When the RBA meets today, Tuesday 7th May 2019, their decision should absolutely be to cut rates again unless us being in the middle of an election campaign causes them to get ‘cold feet’.
Even an election campaign shouldn’t stop them, we have precedent. The RBA raised interest rates in the middle of the 2007 federal election campaign. John Howard was up against Kevin ‘07 Rudd and I’m sure it didn’t help his chances of being reelected.
The big difference between 2007 and 2019 was that back then they were putting rates up and now it will be to put rates down.
Something else we will probably soon see is a softening of the bank’s servicing criteria.
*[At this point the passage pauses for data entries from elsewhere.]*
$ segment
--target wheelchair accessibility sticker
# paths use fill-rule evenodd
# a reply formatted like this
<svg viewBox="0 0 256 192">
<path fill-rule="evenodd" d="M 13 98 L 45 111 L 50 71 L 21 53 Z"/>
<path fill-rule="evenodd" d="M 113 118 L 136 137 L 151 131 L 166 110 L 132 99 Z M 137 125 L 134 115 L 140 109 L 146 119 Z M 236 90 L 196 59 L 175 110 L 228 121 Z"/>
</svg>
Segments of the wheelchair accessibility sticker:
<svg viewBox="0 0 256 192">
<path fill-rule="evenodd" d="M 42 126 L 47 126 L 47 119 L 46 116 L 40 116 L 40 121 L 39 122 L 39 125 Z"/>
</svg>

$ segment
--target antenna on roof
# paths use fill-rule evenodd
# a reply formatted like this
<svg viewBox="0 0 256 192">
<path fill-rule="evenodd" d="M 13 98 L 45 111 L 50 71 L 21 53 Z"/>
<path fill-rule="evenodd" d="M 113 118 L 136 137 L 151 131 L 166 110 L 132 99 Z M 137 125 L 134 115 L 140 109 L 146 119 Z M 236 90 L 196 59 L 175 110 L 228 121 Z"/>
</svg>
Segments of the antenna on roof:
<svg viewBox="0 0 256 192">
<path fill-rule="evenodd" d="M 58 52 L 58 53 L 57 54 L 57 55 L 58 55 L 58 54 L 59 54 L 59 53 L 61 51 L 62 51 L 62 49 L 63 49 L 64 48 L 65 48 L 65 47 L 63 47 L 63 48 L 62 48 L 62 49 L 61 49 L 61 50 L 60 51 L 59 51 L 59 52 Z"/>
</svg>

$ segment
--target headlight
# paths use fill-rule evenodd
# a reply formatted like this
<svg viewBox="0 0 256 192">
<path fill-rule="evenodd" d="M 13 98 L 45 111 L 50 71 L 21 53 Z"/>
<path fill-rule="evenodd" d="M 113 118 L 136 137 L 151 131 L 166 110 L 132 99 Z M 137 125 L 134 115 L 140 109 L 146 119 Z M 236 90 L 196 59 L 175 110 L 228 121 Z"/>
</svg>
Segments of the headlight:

The Australian Prudential Regulatory Authority (APRA) has a guideline that lenders follow. When calculating your ability to service for a loan they add at least a 2 percent buffer to your loans (that’s all existing loans and any new ones you are applying for), with a floor of about 7.25%.
That means when you apply for finance your existing loans and any new ones you hope to have approved will be calculated at 7.25 percent, best case scenario. If your existing loan are at 6 percent, then the calculations will be done at 8 percent. Add to this the principal repayment component of your loan(s) and it’s no wonder why lending has become so hard these days.
In an effort to stimulate the economy we will see a softening of this policy, perhaps to 6.75 percent. Given inflation is so low, and will continue to remain that way for many years to come, it’s completely reasonable to expect APRA and the RBA will announce such a change imminently.
Even with an easing to the lander’s servicing criteria, I still hold fast to the argument for an immediate rate cut; as soon as today in the middle of the election campaign.
If the RBA does go weak at the knees, and leave rates on hold today, then expect a cut within a month or so after the election.
Rant over, we’ll all know soon enough what they do!